Os ganhos seriam sobretudo para os mais pobres, salienta Borges. O estudo do Banco Mundial, observa, mostra que há ganhos para quase todos os decis de consumo associados à renda e neutralidade para o decil mais rico. Quanto mais pobre, maior o ganho do IS sobre processados e ultraprocessados, diz o estudo.

Quando se considera a discussão da taxação de carbono, uma das principais da atualidade, diz, o Brasil não taxa emissões e também não tem um carbon tax, ou imposto sobre carbono. “O Brasil está muito atrasado.”

Segundo outro estudo divulgado há cerca de dois anos pelo Banco Mundial, diz, a introdução gradativa da taxação de carbono no Brasil sobre combustíveis fósseis poderia gerar arrecadação adicional de quase 1% do PIB até 2030. Isso, destaca, poderia ser implementado no Brasil por meio do IS ou da Cide. Caso esse carbon tax fosse implementado via IS, isso permitiria reduzir a alíquota padrão de CBS e IBS brasileiro.

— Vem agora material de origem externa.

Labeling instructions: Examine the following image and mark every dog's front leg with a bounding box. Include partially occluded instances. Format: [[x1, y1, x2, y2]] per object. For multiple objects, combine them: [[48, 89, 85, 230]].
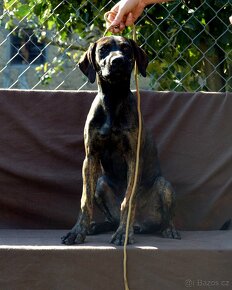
[[62, 155, 100, 245], [111, 134, 139, 245]]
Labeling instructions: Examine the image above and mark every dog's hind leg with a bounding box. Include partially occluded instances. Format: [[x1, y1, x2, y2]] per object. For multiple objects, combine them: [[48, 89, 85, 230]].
[[155, 177, 181, 239], [62, 155, 100, 245], [88, 175, 121, 235]]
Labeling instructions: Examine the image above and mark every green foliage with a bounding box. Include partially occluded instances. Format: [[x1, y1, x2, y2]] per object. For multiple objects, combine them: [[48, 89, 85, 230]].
[[4, 0, 232, 91]]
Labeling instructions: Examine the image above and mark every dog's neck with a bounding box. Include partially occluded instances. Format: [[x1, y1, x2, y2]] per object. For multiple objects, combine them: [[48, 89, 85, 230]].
[[98, 77, 131, 105]]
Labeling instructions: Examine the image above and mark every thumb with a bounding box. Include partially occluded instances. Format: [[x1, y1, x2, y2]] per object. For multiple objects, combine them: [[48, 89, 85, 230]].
[[111, 8, 124, 26]]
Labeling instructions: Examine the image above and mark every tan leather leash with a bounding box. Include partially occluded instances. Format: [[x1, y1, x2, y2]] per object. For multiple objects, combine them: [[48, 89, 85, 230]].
[[103, 11, 142, 290]]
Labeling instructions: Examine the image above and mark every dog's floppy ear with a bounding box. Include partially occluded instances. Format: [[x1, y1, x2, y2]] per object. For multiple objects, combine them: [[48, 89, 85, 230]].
[[78, 43, 96, 84], [130, 39, 148, 77]]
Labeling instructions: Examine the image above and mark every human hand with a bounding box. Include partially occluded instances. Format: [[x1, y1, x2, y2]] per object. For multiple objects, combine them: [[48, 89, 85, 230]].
[[105, 0, 146, 33], [105, 0, 170, 33]]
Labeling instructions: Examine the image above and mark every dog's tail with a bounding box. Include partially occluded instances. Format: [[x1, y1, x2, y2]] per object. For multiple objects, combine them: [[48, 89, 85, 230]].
[[220, 219, 232, 231]]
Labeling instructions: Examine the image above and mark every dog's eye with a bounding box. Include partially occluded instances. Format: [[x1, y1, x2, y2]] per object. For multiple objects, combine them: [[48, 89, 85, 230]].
[[99, 46, 110, 55], [121, 45, 131, 52]]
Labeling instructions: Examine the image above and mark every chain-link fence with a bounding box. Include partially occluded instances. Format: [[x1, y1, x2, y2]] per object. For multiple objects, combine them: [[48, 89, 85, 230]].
[[0, 0, 232, 91]]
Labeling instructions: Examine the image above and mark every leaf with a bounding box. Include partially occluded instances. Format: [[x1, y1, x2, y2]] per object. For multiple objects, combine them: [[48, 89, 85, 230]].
[[15, 4, 30, 19]]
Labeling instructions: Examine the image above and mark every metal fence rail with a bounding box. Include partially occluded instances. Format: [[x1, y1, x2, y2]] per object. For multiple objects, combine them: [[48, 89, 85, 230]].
[[0, 0, 232, 91]]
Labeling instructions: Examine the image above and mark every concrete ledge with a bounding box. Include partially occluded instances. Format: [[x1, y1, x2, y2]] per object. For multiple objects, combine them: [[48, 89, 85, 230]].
[[0, 230, 232, 290]]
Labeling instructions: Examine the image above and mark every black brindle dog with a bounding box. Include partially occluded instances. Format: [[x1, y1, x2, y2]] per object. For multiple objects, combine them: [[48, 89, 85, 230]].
[[62, 36, 180, 245]]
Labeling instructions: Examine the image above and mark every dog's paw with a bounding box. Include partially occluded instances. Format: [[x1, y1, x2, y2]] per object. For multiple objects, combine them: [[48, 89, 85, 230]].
[[61, 231, 85, 245], [162, 227, 181, 240], [110, 227, 134, 246]]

Se a opção for pela Cide, a vantagem é que apenas 29% de sua arrecadação seria partilhada – no IS a União fica apenas com 40% da receita. A Cide, porém, tem um “defeito congênito”, diz Borges. A legislação que criou o tributo em 2001 definiu teto de cobrança de valores nominais por litro, na chamada cobrança “ad rem”, e não foi prevista atualização do valor pela inflação.

Além de ajudar a reduzir a alíquota dos novos CBS e IBS, a instituição de um carbon tax, defende Borges, poderia melhorar o resultado primário, financiar a transição energética no Brasil e possibilitar os “feebates” – contração de “fee” e “rebate” em inglês, ou, respectivamente, “taxa” e “desconto” -, nos quais se poderia cobrar o carbon tax na gasolina e no diesel para subsidiar o etanol. “Faz sentido num país em que a frota é flex”, diz Borges. Outra possibilidade de uso da receita extra seria uma ampliação do “cashback”, instrumento criado pela reforma para devolução à população mais pobre ao menos de parte do IVA pago.

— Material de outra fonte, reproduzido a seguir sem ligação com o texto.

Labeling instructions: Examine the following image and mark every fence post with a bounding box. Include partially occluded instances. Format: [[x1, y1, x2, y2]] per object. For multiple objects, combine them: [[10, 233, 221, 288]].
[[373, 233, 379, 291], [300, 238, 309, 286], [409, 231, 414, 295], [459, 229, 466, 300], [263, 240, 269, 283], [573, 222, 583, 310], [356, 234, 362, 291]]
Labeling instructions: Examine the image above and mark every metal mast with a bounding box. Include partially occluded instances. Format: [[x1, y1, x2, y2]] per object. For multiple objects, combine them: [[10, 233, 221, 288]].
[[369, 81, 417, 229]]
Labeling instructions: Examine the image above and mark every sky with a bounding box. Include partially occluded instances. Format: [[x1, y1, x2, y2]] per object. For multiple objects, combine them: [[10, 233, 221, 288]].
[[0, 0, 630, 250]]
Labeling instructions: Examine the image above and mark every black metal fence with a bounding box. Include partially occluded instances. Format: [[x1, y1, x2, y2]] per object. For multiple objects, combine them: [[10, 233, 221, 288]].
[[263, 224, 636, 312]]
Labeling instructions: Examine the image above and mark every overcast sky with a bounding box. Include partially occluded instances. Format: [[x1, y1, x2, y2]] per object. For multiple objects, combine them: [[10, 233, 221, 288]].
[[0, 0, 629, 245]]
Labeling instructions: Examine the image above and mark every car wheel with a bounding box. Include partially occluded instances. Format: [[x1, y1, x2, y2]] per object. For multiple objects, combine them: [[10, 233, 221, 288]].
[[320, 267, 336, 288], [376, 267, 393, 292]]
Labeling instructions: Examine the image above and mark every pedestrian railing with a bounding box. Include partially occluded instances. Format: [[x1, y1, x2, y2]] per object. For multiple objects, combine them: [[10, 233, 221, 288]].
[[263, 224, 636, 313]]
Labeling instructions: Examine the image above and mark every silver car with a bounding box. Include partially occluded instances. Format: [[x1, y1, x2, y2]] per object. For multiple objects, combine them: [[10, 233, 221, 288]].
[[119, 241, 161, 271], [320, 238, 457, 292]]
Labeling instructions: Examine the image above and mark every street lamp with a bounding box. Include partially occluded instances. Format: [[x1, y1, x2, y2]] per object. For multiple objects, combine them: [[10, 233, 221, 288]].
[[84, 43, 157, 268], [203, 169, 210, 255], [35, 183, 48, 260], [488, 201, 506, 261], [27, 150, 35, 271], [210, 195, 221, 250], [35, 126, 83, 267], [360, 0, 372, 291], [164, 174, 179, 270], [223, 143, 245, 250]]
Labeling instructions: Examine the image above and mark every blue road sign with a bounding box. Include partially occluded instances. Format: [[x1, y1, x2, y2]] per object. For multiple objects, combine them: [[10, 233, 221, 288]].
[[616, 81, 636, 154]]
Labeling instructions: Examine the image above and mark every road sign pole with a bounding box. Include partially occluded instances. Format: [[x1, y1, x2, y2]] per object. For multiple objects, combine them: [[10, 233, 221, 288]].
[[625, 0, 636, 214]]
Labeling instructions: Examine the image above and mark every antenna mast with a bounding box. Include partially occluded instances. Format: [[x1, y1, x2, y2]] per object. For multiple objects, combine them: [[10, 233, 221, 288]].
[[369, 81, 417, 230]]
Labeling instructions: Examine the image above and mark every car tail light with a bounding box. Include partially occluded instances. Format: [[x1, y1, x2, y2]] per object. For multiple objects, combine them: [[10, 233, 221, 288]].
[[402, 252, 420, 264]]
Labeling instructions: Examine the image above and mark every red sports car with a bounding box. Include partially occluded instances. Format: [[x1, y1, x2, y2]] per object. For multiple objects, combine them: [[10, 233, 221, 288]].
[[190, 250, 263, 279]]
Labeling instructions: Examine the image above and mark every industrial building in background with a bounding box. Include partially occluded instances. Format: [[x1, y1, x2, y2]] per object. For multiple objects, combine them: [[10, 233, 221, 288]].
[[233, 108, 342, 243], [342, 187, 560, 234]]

Carolina Resende, pesquisadora do Ibre, lembra que até o momento a discussão sobre IS é sobre os itens que devem ficar sujeitos ao imposto, porque as alíquotas devem ser discutidas depois, em lei ordinária. Além dos alimentos ultraprocessados e do carbon tax, ela chama atenção para a questão dos agrotóxicos, que contam com renúncia fiscal significativa e acabaram blindados na emenda da reforma. A emenda garantiu aos insumos agrícolas redução de 60% do IBS e da CBS e dessa forma tirou esses produtos da tributação do Imposto Seletivo. Mas a discussão do IS, diz ela, não é só sobre alíquotas. “O Imposto Seletivo precisa ter debate ampliado porque não é uma questão somente econômica, é instrumento de promoção de saúde coletiva e de preservação do meio ambiente.”

Para Luiz Guilherme Schymura, diretor do Ibre, dada a repercussão que o IS tem, é preciso que o debate atual sobre o imposto, que parece passar “ao largo”, aconteça de forma “mais clara e transparente, com oportunidade de outros agentes se manifestarem.”